Riesterzwang für Rentenzuschlag?

Versicherungen Top News von Markus Rieksmeier

Laut Koalitionsvertrag will Schwarz-Rot für Geringverdiener bald eine Lebensleistungsrente in Höhe von mindestens 850 Euro pro Monat einführen. Hierfür muss der Bürger zuvor aber fleißig riestern. Kritiker sprechen von einem Riesterzwang.

Die Riester-Rente kommt im Koalitionsvertrag mit keinem Wort vor. Lediglich an einer Textstelle findet sich ein Hinweis, die künftige Regierung aus Union und SPD wolle die Privatvorsorge stärken. Beim Passus zur Lebensleistungs-Rente findet sich aber eine wichtige Ergänzung. Nach dem Jahr 2023 „soll zusätzliche Altersversorge als Zugangs-Voraussetzung erforderlich sein“, um in den Genuss der Lebensleistungs-Rente zu kommen.

Für die Zeit bis 2023 will die Regierung eine Übergangslösung für die Lebensleistungs-Rente schaffen, weil der Einstieg in dieser Gesetzgebungs-Periode bis 2017 erfolgen soll.

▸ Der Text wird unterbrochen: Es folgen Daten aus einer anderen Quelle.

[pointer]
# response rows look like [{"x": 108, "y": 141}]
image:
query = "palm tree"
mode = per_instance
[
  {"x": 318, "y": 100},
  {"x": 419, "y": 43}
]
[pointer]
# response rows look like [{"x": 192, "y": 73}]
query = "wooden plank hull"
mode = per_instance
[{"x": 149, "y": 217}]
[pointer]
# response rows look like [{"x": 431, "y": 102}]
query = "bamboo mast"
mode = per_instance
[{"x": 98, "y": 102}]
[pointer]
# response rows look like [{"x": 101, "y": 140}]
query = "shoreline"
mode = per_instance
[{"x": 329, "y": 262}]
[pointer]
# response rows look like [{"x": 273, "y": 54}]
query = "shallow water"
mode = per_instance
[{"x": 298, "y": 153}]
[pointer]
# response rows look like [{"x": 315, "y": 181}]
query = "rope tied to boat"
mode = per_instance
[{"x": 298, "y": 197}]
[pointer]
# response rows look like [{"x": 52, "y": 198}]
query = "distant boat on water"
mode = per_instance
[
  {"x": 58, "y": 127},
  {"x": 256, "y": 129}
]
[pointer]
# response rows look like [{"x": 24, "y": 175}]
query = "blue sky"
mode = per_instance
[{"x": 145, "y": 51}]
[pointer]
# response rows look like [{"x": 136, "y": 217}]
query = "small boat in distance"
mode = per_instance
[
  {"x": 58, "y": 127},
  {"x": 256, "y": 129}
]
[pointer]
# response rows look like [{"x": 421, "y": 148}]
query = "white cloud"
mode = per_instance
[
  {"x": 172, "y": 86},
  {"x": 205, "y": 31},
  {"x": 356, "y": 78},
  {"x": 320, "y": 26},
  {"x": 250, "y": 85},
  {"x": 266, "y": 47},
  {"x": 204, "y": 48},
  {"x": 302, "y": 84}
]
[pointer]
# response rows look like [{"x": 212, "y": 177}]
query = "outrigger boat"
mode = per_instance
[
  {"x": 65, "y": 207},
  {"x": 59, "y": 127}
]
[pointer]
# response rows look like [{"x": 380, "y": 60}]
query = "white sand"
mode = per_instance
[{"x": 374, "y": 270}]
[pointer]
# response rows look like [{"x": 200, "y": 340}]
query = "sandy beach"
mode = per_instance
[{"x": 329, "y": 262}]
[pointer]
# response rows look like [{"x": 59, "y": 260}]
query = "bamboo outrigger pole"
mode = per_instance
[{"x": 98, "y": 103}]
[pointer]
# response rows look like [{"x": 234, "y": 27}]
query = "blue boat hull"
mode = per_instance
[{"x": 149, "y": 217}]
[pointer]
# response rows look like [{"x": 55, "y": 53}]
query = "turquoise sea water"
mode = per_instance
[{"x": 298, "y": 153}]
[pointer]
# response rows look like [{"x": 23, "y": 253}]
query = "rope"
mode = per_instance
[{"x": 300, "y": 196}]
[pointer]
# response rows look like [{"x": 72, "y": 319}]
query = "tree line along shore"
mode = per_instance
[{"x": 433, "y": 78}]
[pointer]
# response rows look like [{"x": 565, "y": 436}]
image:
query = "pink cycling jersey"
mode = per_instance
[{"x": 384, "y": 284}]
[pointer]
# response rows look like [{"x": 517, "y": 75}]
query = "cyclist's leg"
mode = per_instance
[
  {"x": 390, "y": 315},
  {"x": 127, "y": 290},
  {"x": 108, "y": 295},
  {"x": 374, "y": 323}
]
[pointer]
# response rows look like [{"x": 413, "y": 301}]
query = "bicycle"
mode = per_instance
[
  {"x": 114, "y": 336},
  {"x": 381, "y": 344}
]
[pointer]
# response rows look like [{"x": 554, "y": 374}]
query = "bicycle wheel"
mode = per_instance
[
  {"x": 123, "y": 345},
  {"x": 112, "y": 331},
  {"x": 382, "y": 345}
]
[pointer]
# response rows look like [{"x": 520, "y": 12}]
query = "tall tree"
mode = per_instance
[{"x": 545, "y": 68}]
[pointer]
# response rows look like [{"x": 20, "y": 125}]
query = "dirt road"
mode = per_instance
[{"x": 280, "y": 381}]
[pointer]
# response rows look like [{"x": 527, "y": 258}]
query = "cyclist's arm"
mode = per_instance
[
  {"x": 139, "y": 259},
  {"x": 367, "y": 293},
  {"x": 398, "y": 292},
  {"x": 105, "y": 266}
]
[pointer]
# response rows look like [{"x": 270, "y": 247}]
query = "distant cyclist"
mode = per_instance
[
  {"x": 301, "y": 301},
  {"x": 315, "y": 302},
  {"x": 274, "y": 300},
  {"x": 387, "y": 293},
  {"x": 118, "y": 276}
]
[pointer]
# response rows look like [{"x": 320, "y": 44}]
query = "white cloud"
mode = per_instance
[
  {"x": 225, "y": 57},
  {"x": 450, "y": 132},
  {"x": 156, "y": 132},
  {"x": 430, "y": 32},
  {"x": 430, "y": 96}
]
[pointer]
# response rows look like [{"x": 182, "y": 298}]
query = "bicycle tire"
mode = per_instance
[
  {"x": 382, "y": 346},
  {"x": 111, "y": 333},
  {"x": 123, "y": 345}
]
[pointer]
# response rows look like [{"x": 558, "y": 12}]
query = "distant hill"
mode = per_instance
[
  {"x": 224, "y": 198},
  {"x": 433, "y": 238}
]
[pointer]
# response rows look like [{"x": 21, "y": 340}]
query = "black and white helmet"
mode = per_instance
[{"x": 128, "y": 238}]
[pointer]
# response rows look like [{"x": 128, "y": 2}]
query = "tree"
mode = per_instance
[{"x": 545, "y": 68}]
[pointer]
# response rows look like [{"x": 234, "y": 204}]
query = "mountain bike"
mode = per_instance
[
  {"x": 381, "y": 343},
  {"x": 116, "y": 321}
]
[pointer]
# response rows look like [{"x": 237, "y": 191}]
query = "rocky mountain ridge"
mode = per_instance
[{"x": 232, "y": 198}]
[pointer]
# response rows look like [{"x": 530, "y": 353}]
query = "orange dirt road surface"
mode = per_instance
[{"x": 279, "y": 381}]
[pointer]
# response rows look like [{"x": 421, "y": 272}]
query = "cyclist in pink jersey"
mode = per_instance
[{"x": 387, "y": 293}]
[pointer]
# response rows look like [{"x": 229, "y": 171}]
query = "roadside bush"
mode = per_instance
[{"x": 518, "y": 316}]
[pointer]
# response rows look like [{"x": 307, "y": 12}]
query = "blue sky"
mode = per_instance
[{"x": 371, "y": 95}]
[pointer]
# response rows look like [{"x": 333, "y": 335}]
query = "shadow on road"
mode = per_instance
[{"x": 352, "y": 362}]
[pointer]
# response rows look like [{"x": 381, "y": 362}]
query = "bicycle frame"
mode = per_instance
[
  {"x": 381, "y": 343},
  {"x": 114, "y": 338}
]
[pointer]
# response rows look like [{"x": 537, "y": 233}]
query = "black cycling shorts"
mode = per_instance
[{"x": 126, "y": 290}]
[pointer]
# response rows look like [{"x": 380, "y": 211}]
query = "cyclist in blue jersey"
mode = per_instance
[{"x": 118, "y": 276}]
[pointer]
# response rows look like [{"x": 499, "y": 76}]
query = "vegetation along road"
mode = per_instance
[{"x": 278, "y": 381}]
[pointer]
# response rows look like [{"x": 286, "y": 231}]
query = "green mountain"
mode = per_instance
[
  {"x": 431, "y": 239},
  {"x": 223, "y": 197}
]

Begleitet wird dieser Einstieg in den Rentenbonus für Geringverdiener voraussichtlich von einem Stichtag, ab dem geriestert werden muss. Der Termin steht in den Sternen, aber das Szenario ist realistisch: Demnächst müssen Geringverdiener mit Riester sozusagen ein „Bonusheft“ füllen, damit sie einen Rentenzuschlag bekommen. Das kennt man vom Zahnersatz in der Gesetzlichen Krankenversicherung.

Riesterzwang – warum nicht?
Im Zusammenhang mit Diskussionen um die Riester-Rente, deren Kosten und ihre Akzeptanz, haben die Marktforscher von Forsa im Frühjahr gefragt: Mehr als 30 Prozent der Menschen könnten sich eine Riester-Pflicht vorstellen; bei den Frauen kann sich sogar jede vierte ein so genanntes Riester-Obligatorium vorstellen. Diese Umfrage bezog sich auf eine Riester-Pflicht für alle. In konkretem Bezug auf die Lebensleistungs-Rente kritisieren Verbraucherschützer einen Riester-Zwang, weil die Lebenserwartung von Geringverdienern unter dem Durchschnitt liegt, so die These des Bundes der Versicherten.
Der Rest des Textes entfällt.